Getting In, Getting Out
Okay, maybe we did leave Galena a little later than we had meant to. What with tearful goodbyes, one more wistful look at the beautiful architecture, and deep reserves of a sluggish refusal to get going, we were about an hour-and-a-half behind schedule by the time we left the river behind us. But hey, this still left us over five hours to make the three-hour trip to Chicago. Gosh, I feel so naïve saying that, because as I now realize, large cities create a time/space anomaly that causes time to contract and miles to expand asymptotically as you approach the destination. So even as we pushed further and further over the speed limit, we seemed to get no closer, and we saw our reserve of time eroded away.
Checking for route alternatives was of no help; we saw the blue stripes indicating no-problem-you’ve-got-plenty-of-time gradually turning to the beige of uh-oh-there-might-be-a-problem-here, and then to the you-are-so-screwed bright red of an intractable clog on almost every road. After a while, it looked like someone had spilled ketchup on my phone.
But we persevered, jinking through cutoffs and detours, into the heart of the city, at which point I missed a crucial exit, and sent us into the vast underground maze that is Chicago’s unique contribution to malevolent freeway design. It goes on for miles, on up to three levels. Deeper and deeper we went, but our phone’s Map Lady Voice (MLV) thought we were still on surface streets, so she tried repeatedly to direct us to turns that did not exist. “In a quarter mile, turn right,” she said, then, “Make a U-turn,” then, “Turn left,” then, “Holy crap, where are we?”
Meanwhile we passed Dante and Virgil, who were on the side of the road, changing a tire on an old Fiat. We passed a street corner where a group of Morlocks were singing acapella. We finally headed down a dark tunnel. Gandalf was at the end of it, and as we approached he raised his staff and said, “You shall not pass! Try the exit onto Madison Street!” We followed his suggestion, and shortly came upon the Least Regulated Intersection in the World, still underground, but there was a glimmer of daylight on its far side. Christian managed to eel our way through a maelstrom of cars, trucks, and buses, and shot up a ramp to the surface. MLV was still a little stunned, and tried to get us onto a freight elevator in the Sears Tower, but she gradually regained her senses, and steered us towards the rental car return. The clock was still ticking down, but it looked like we would catch the train.
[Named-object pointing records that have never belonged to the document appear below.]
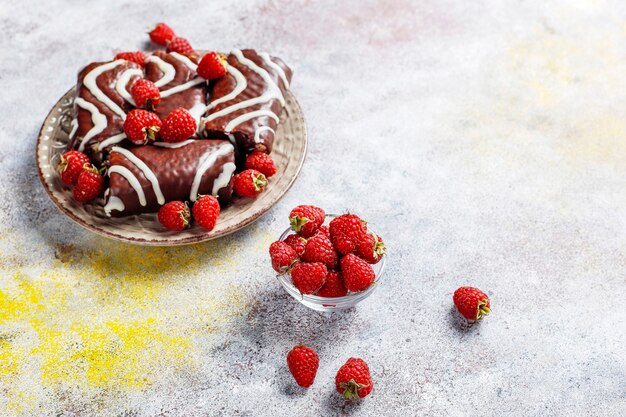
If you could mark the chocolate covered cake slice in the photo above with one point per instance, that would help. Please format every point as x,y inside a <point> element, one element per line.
<point>175,76</point>
<point>143,178</point>
<point>247,101</point>
<point>100,106</point>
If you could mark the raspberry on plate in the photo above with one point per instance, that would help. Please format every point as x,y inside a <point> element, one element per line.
<point>179,125</point>
<point>89,185</point>
<point>161,34</point>
<point>303,363</point>
<point>145,94</point>
<point>137,57</point>
<point>358,275</point>
<point>205,211</point>
<point>249,183</point>
<point>174,215</point>
<point>72,163</point>
<point>141,126</point>
<point>212,66</point>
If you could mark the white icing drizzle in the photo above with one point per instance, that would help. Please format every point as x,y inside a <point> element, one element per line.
<point>145,169</point>
<point>112,140</point>
<point>90,82</point>
<point>241,85</point>
<point>173,145</point>
<point>247,116</point>
<point>224,178</point>
<point>206,162</point>
<point>132,180</point>
<point>122,83</point>
<point>185,60</point>
<point>182,87</point>
<point>114,203</point>
<point>279,70</point>
<point>166,68</point>
<point>257,133</point>
<point>98,119</point>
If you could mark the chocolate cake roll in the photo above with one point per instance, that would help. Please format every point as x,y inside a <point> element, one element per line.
<point>246,103</point>
<point>100,106</point>
<point>175,76</point>
<point>143,178</point>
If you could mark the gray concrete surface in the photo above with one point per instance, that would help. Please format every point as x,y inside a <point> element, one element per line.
<point>485,140</point>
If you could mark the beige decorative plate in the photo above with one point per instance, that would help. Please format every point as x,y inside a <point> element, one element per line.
<point>288,152</point>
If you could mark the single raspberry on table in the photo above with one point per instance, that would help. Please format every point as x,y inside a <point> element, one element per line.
<point>358,275</point>
<point>249,183</point>
<point>89,185</point>
<point>472,303</point>
<point>283,256</point>
<point>181,46</point>
<point>145,94</point>
<point>179,125</point>
<point>161,34</point>
<point>174,215</point>
<point>353,380</point>
<point>334,286</point>
<point>212,66</point>
<point>297,242</point>
<point>72,163</point>
<point>307,277</point>
<point>319,248</point>
<point>370,248</point>
<point>141,126</point>
<point>306,219</point>
<point>205,211</point>
<point>303,363</point>
<point>262,162</point>
<point>346,231</point>
<point>137,57</point>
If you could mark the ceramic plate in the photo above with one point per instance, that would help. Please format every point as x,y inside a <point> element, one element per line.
<point>288,152</point>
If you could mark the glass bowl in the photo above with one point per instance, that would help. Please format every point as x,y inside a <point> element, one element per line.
<point>318,303</point>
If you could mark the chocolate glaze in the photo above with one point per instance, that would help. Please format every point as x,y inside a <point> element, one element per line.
<point>105,82</point>
<point>187,98</point>
<point>244,133</point>
<point>175,170</point>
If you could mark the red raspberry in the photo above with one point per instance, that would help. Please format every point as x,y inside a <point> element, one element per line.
<point>145,93</point>
<point>179,125</point>
<point>88,186</point>
<point>137,57</point>
<point>371,248</point>
<point>181,46</point>
<point>353,379</point>
<point>334,286</point>
<point>174,215</point>
<point>303,363</point>
<point>71,165</point>
<point>472,303</point>
<point>283,256</point>
<point>206,210</point>
<point>161,34</point>
<point>297,242</point>
<point>212,66</point>
<point>308,278</point>
<point>346,231</point>
<point>358,275</point>
<point>319,248</point>
<point>249,183</point>
<point>306,219</point>
<point>262,162</point>
<point>141,126</point>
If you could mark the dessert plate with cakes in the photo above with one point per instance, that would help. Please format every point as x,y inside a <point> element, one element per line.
<point>173,147</point>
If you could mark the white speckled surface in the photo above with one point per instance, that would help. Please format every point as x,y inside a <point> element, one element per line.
<point>485,141</point>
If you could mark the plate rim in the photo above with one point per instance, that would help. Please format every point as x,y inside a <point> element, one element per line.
<point>165,243</point>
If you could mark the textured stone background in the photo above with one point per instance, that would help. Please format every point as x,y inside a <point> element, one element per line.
<point>485,141</point>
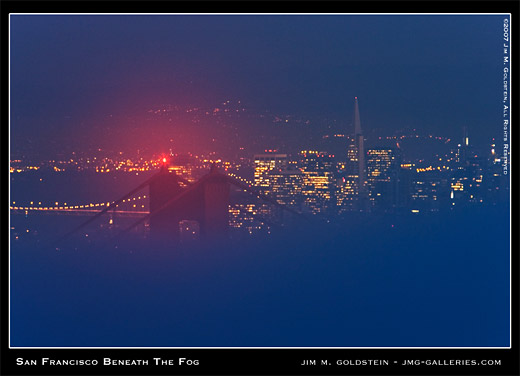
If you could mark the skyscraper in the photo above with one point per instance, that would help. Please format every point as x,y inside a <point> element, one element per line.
<point>355,174</point>
<point>383,165</point>
<point>360,145</point>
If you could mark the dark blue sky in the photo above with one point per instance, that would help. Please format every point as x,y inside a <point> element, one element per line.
<point>435,73</point>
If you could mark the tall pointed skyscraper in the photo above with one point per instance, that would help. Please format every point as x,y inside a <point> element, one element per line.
<point>360,148</point>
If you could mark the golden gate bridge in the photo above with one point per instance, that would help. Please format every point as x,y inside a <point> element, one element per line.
<point>171,200</point>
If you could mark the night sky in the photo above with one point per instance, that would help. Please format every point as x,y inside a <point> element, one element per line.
<point>433,73</point>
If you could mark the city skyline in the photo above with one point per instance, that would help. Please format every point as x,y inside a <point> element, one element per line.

Unfortunately, the return was, for some reason, located on the third floor of a hotel parking garage. With shall we say minimal signage. At rush hour. Suffice it to say that by the time we fought our way out of the building it was nearly time for the train to depart. No problem, we just called Lyft, who sent The Only Driver in Chicago Who Doesn’t Know Where Union Station Is. While he pawed futilely at his phone map, we woke up our dear MLV, who was in no mood for slackness. In the sweet, soulless, carefully modulated voice that we all know and love, she said, “Get this miserable excuse for a cab over to Canal Street. Turn right here, or I swear I will control alt delete your sorry ass.” Or something like that.
We raced into the station, running down the same stairs that Kevin Costner had such a festive time on in the “Untouchables,” ran to the train, and collapsed into our seats just as it headed out. And so to bed.